A two hundred thousand dollar shipment of Confederate gold is ambushed by Yankees in the southwest making it open season for huge news for every grifter, bad guy, and bounty hunter in the area. Clint Eastwood, Lee Van Cleef, and Eli Wallach are Good, Bad, and Ugly (respectively).

Each has a key portion of the puzzle leading to the location of the gold. Unfortunately, none of them ever learned to share.

Join co-hosts Elysabeth Gwendolyn Belle and Robert Meyer Burnett as they enjoy a fine grape and continue their ride through some great Westerns during the second half of January. Now, this is “drinking and driving” in style.

Check out the re-mastered version of the original trailer, below …

Interesting facts about the movie (IMDb)

There is no dialogue for the first ten and a half minutes of this movie. In their introductory scenes where they are identified on-screen as “The Good” (Clint Eastwood ), “The Bad” (Lee Van Cleef), and “The Ugly” (Eli Wallach), each shoot three people.

Although Eastwood’s character is labelled “the good” in this movie, he kills eleven people during the course of the movie, which is more than Tuco (Eli Wallach) and Angel Eyes (Lee Van Cleef) combined. Tuco, “the ugly”, kills six people while Angel Eyes, “the bad”, has the lowest body count with three.

Due to the striking height difference between Clint Eastwood and Eli Wallach (over nine inches), it was sometimes difficult to include them in the same frame.

This is a “prequel” to A Fistful of Dollars (1964) and For a Few Dollars More (1965), as it is set during the American Civil War while the other two movies are set afterward. Towards the end of this movie, Blondie (Clint Eastwood) acquires his trademark poncho. Clint Eastwood wore the same poncho through all three “Man with No Name” movies without replacement or cleaning.

As an Italian-made movie, the sound would not have been recorded live. This means that the actors and actresses would have spoken whatever they wanted, and the dialogue would have been dubbed in post-production. This was the traditional way of making movies in Italy and was because of the poor soundproofing in Italian studios.

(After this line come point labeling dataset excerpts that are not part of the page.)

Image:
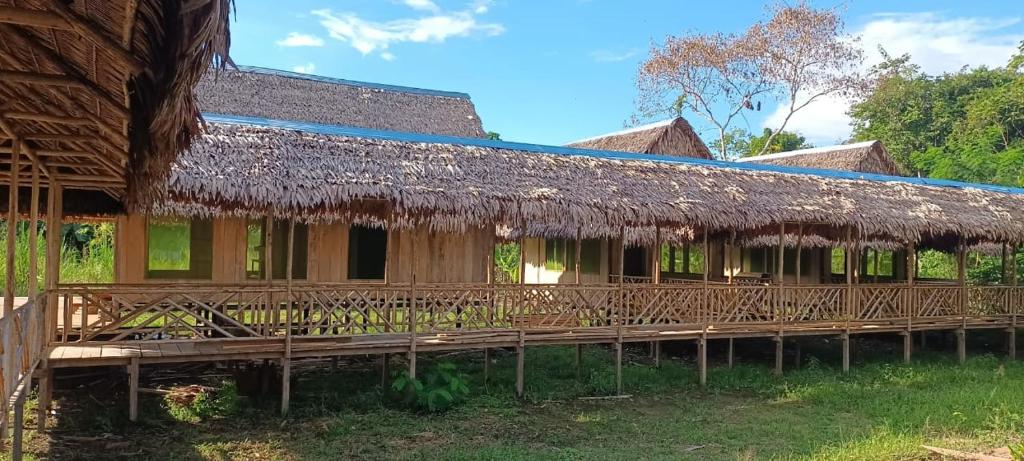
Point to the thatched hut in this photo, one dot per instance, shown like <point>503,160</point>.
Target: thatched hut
<point>98,95</point>
<point>866,157</point>
<point>670,137</point>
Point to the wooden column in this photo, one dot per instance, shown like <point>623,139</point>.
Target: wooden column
<point>8,300</point>
<point>491,304</point>
<point>520,350</point>
<point>286,362</point>
<point>732,244</point>
<point>800,250</point>
<point>850,298</point>
<point>911,302</point>
<point>133,389</point>
<point>623,310</point>
<point>34,235</point>
<point>962,283</point>
<point>413,301</point>
<point>1015,307</point>
<point>388,254</point>
<point>780,303</point>
<point>273,319</point>
<point>579,247</point>
<point>705,300</point>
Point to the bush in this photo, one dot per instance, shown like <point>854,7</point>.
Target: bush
<point>443,388</point>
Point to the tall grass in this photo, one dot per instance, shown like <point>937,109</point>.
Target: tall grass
<point>93,263</point>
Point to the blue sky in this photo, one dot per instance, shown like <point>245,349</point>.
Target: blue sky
<point>551,72</point>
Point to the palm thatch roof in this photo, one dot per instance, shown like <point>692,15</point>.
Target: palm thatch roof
<point>312,172</point>
<point>867,157</point>
<point>288,95</point>
<point>99,93</point>
<point>670,137</point>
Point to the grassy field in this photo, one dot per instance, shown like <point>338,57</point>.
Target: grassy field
<point>882,410</point>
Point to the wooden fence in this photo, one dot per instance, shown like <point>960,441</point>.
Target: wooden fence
<point>119,312</point>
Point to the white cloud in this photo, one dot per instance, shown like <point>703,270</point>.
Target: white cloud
<point>423,4</point>
<point>370,36</point>
<point>936,43</point>
<point>604,55</point>
<point>297,39</point>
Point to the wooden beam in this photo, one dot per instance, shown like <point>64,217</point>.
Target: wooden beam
<point>32,17</point>
<point>35,78</point>
<point>8,300</point>
<point>90,32</point>
<point>49,118</point>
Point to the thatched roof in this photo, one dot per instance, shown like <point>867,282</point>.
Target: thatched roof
<point>100,91</point>
<point>867,157</point>
<point>251,167</point>
<point>288,95</point>
<point>671,137</point>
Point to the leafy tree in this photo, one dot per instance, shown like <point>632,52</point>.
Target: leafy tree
<point>798,55</point>
<point>741,143</point>
<point>772,142</point>
<point>967,125</point>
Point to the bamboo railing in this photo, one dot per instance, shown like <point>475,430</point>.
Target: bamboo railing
<point>145,312</point>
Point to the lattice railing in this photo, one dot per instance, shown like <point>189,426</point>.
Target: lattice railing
<point>737,303</point>
<point>199,311</point>
<point>880,302</point>
<point>664,304</point>
<point>22,340</point>
<point>937,301</point>
<point>814,303</point>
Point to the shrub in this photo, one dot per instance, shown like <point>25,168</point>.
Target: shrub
<point>442,388</point>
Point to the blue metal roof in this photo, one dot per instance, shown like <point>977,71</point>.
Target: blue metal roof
<point>338,130</point>
<point>332,80</point>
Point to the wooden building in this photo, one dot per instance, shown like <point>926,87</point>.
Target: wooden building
<point>291,229</point>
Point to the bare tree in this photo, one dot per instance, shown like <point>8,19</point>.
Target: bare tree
<point>798,55</point>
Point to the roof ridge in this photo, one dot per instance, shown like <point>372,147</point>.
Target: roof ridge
<point>355,83</point>
<point>634,129</point>
<point>401,136</point>
<point>809,151</point>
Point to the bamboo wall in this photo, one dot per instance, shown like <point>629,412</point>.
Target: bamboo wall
<point>538,274</point>
<point>439,257</point>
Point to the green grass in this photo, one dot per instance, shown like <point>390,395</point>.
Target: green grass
<point>881,410</point>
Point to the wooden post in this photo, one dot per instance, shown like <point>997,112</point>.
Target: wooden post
<point>845,338</point>
<point>286,362</point>
<point>8,300</point>
<point>520,365</point>
<point>16,444</point>
<point>579,247</point>
<point>45,394</point>
<point>133,389</point>
<point>34,235</point>
<point>911,302</point>
<point>53,213</point>
<point>850,297</point>
<point>732,244</point>
<point>656,277</point>
<point>579,361</point>
<point>780,303</point>
<point>273,322</point>
<point>800,250</point>
<point>702,359</point>
<point>731,357</point>
<point>623,310</point>
<point>412,305</point>
<point>962,282</point>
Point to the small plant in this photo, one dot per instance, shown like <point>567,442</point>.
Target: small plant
<point>442,388</point>
<point>194,404</point>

All of the actors and actresses in this movie spoke in their native languages, and were dubbed into other languages in post-production (Italian, German, Spanish, English, et cetera).

The battle scenes were shot in the Spanish desert with 1,500 Spanish soldiers as extras. According to Eli Wallach, when it came time to blow up the bridge, Sergio Leone asked the Spanish Army Captain in charge to trigger the fuse, as a sign of gratitude for the Army’s collaboration. They agreed to blow up the bridge when Leone gave the signal over the walkie-talkie.

Unfortunately, another crew member spoke on the same channel, saying words meaning “it’s okay, proceed” to a second crew member. The Captain overheard the signal and blew up the bridge. Unfortunately, no cameras were running at the time.

Leone was so upset that he fired the crewman, who promptly fled from the set in his car. The Captain was so sorry for what happened that he proposed to Leone that the Army would rebuild the bridge to blow it up again, with one condition: that the fired crewman be re-hired. Leone agreed, the crewman was forgiven, the bridge was rebuilt, and the scene was successfully shot.

When the bridge was blown up the second time, with Tuco (Wallach) and Blondie (Eastwood) hunkered down behind sandbags waiting for the explosion, Clint Eastwood’s career came within two feet of ending prematurely. A fist-sized piece of rock shrapnel from the explosion slams into the sandbag right next to Eastwood’s head (watch it in slow motion to see the rock flying in).

Ennio Morricone’s soundtrack album stayed on the charts for over a year, his most commercially successful movie score. This film was the third of six times that Sergio Leone worked with Ennio Morricone. Aside from the Dollars trilogy, they also worked together on Once Upon a Time in the West (1968), Duck You Sucker (1971), and Once Upon a Time in America (1984).

The movie remains the highest rated movie on IMDb to not receive a single Oscar nomination.